Vajrayogini Vajrayogini is a main female Buddha. She is semi-wrathful and bright red, dancing joyfully, without shame or fear and glorifying in her femaleness. She drinks the nectar that fuels her in the intensity and clarity of an uncompromising motivation to cut through ignorance while embracing all accessible energies.

Annapurna Annapurna is the goddess of harvest. In Nepal she is honored as Mother Earth. She is white with three eyes and has a great snake as her vehicle. Her eight arms hold various implements in order to be of benefit to many different kinds of beings.

Rakta Ganesha The Image of Rakta Ganesha (Red Ganesh) is generally found along with Mahakala at the entrance to monasteries in the Kathmandu Valley as a protective deity.
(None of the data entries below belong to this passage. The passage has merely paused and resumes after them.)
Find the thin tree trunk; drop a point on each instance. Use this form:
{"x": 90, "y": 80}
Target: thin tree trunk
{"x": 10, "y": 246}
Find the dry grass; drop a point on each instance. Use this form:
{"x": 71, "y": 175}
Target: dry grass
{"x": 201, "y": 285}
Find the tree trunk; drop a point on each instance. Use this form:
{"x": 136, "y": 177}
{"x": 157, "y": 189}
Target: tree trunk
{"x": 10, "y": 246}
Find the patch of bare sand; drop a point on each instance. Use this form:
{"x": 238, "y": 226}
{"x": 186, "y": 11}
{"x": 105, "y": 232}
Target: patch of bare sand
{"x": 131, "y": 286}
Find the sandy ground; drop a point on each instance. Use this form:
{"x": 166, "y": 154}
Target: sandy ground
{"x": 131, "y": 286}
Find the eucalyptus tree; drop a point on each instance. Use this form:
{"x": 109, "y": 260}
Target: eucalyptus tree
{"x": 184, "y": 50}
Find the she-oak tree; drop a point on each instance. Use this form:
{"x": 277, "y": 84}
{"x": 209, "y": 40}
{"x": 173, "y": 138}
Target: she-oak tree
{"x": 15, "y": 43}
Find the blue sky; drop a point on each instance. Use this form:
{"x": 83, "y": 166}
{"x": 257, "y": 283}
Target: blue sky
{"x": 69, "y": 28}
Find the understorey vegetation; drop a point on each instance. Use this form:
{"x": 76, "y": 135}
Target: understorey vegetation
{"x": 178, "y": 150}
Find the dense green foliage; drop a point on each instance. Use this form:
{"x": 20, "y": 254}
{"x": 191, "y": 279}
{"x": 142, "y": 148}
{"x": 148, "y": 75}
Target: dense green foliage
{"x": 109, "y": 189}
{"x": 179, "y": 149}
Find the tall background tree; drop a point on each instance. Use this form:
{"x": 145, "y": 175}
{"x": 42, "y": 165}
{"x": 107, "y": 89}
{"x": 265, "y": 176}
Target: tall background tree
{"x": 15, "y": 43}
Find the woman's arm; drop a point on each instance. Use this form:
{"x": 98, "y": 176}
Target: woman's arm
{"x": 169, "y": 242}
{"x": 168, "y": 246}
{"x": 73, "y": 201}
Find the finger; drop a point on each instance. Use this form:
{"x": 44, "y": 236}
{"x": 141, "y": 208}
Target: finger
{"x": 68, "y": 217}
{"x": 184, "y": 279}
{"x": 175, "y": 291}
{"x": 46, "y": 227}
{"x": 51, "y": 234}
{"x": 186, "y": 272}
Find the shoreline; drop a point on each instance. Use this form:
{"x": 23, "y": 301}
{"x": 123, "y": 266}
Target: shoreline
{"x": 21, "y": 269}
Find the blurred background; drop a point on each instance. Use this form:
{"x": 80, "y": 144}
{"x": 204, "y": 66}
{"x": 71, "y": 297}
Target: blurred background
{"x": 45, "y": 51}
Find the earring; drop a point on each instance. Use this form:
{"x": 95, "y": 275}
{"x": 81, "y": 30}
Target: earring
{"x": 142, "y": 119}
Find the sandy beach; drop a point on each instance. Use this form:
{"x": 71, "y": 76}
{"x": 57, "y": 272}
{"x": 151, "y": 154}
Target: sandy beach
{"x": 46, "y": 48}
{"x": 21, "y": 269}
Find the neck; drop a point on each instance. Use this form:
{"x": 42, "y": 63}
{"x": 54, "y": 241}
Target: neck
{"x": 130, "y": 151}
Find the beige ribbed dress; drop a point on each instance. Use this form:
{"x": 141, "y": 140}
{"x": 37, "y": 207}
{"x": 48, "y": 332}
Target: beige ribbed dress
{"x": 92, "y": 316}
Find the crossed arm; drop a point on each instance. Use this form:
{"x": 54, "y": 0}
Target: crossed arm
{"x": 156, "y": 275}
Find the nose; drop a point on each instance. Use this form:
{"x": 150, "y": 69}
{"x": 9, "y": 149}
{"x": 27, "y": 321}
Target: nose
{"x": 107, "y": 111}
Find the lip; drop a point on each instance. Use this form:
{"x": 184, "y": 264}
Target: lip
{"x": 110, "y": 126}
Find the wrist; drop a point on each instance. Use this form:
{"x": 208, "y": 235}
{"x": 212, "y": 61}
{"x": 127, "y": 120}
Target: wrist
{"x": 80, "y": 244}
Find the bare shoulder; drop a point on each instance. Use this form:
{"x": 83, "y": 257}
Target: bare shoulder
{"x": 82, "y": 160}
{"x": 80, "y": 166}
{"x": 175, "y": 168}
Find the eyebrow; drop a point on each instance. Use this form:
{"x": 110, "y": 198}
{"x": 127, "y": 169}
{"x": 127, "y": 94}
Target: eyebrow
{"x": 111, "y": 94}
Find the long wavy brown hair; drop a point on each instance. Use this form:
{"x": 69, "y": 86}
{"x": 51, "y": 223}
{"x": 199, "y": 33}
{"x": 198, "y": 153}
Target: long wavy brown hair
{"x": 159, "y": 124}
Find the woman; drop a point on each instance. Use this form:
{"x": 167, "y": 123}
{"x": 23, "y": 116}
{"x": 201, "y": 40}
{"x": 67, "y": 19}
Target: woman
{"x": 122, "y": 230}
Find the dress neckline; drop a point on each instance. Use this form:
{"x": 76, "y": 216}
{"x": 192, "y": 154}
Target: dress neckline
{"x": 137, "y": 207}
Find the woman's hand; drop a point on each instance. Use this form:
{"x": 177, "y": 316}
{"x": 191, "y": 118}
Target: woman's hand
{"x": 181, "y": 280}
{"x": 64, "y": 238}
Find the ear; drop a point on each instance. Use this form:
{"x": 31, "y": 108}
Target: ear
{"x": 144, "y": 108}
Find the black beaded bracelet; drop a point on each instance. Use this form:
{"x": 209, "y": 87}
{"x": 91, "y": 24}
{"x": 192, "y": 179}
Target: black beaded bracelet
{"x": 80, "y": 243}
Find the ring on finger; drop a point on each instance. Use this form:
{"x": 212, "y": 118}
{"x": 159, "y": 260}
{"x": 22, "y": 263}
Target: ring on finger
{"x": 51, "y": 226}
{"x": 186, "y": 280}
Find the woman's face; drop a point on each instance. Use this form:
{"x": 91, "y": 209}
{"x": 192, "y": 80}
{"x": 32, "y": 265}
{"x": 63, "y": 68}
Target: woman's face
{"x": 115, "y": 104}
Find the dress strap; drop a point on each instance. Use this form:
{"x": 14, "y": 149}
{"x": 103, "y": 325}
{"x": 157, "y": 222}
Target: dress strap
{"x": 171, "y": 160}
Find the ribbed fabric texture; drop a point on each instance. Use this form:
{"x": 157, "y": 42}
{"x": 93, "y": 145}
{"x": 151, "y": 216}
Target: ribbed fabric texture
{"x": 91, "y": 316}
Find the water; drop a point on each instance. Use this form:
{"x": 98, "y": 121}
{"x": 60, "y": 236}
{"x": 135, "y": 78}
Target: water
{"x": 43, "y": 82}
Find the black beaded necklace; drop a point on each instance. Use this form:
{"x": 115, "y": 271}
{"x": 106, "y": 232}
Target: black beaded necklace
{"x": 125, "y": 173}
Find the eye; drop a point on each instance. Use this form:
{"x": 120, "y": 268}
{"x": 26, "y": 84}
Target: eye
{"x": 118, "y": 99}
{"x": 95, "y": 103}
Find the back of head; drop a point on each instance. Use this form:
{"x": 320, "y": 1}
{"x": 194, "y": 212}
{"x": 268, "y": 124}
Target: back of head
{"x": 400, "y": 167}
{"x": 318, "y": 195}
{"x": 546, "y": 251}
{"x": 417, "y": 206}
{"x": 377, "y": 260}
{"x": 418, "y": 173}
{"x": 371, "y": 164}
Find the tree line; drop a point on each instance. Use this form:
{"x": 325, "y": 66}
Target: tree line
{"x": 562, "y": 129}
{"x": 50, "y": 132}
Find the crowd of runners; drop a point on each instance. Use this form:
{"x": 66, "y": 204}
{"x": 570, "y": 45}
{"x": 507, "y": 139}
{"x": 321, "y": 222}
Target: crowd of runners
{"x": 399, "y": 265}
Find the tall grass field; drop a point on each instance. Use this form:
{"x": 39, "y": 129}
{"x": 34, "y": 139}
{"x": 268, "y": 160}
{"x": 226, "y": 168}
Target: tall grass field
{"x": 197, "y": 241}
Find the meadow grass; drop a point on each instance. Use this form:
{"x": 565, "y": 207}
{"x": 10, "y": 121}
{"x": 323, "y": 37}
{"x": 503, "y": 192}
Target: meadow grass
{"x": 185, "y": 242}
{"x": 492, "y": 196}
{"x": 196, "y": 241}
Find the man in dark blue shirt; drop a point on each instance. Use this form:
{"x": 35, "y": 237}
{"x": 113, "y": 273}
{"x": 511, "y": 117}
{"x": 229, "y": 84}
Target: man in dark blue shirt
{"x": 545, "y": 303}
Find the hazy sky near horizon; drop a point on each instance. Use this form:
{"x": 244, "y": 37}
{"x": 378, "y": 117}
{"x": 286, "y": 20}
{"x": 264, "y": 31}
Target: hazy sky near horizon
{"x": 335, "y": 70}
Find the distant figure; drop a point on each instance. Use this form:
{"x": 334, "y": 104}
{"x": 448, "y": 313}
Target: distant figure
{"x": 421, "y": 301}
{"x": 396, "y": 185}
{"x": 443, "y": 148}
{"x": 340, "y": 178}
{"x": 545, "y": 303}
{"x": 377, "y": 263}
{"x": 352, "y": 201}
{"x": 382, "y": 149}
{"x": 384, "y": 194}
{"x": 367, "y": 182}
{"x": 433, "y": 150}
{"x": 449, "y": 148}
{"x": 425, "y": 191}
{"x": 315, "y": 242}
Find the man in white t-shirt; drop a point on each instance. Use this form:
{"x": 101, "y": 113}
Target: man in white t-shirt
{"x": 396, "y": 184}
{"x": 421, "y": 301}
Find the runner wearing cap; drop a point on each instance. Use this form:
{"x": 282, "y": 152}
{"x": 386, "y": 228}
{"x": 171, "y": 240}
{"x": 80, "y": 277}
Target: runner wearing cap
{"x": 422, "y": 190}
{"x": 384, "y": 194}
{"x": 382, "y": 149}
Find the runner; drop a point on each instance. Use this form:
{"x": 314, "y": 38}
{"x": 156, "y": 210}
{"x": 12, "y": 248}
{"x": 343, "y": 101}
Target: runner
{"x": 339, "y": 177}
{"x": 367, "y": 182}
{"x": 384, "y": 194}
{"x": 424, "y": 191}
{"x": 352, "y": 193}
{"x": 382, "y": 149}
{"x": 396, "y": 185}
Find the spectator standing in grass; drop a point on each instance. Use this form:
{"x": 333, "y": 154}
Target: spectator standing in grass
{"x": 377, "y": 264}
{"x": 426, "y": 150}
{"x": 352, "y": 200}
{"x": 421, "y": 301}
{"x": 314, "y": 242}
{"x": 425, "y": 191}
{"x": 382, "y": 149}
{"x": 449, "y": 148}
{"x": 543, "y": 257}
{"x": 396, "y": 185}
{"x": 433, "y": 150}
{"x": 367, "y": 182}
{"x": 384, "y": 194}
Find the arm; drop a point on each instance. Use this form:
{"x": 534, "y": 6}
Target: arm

He has an elephant head, three eyes and ten arms. This is a mask dance

Singha Mukhi Singha Mukhi is the lion-faced female Buddha. She is red, fearless and very wrathful, emphasizing that enlightenment is not a passionless state, but rather a state of wholeness in which one has access to all the energies and capacities of ones being. This is a mask dance

 Vajrapani Vajrapani is a wrathful Bodhisattva dark blue in color, with bloodshot eyes, and an angry glare. He holds a bell in his left hand and a vajra in his right and wears a tiger-skin garment, snakes wrapping around his body, and ornaments made of bones and skulls. Wrathful deities dance upon the negative forces they have overcome and laugh with glee as they feast on raw painful negativity, the very means to enlightenment.  .

Vajravira Mahakala Mahakala is a wrathful protector deity, dark blue in color and awesome to behold. He is beautiful and splendorous with his short and stout body, huge belly, and angry face. He wears a tiger skin, bone ornaments and snakes and is the destroyer of all fears. Like Vajrapani, he dances upon the negative forces that fuel the path to enlightenment. This is a mask dance.

Mayan Jala  Mayanjala is a dance that is not of a a particular deity but is an expression of the reality of Samsara, or cyclic existence. The Sanskrit term “Mayan Jala” literally means “the net of confusion”. This dance portrays a yogi who sees the suffering of all beings as they wander in the misery of attachment to transient existence.

.Arya Tara Tara is green in color and embodies compassionate activity. She sits in a joyful ease pose with her right leg extended always ready to come to the aid of beings. She gives generously with her right hand and holds a lotus of purity with her left hand at her heart.

 Amoghasiddhi and Arya Tara The goddess Arya Tara and the transcendent Buddha Amoghasiddhi are both green in color and as partners create perfect all-accomplishing activity that benefits others. The feminine energy of foundational wisdom, and the male energy of skillful means, dance and interact in mutual recognition, respect, and harmony.

 Nairatma and Hevajra The Mother of selflessness, Nairatma is blue like the limitless clear blue sky. She is the spontaneous wisdom female energy, empty of all projection and judgment. Her consort, the male energy of blue Hevajra, is a semi-wrathful Buddha manifesting as a great yogi living in the forest. They dance in yogic union of bliss and emptiness.

 Chakrasamvara and Vajravarahi Vajravarahi, a red yogini, is semi-wrathful, and powerful; Chakrasamvara, a forest yogi  who is dark blue in color  and also semi-wrathful, embraces Vajravarahi. They are the union of sun and moon, emptiness and bliss, and of all opposites. Together they intently remain in blissful meditation while they dance on negative forces.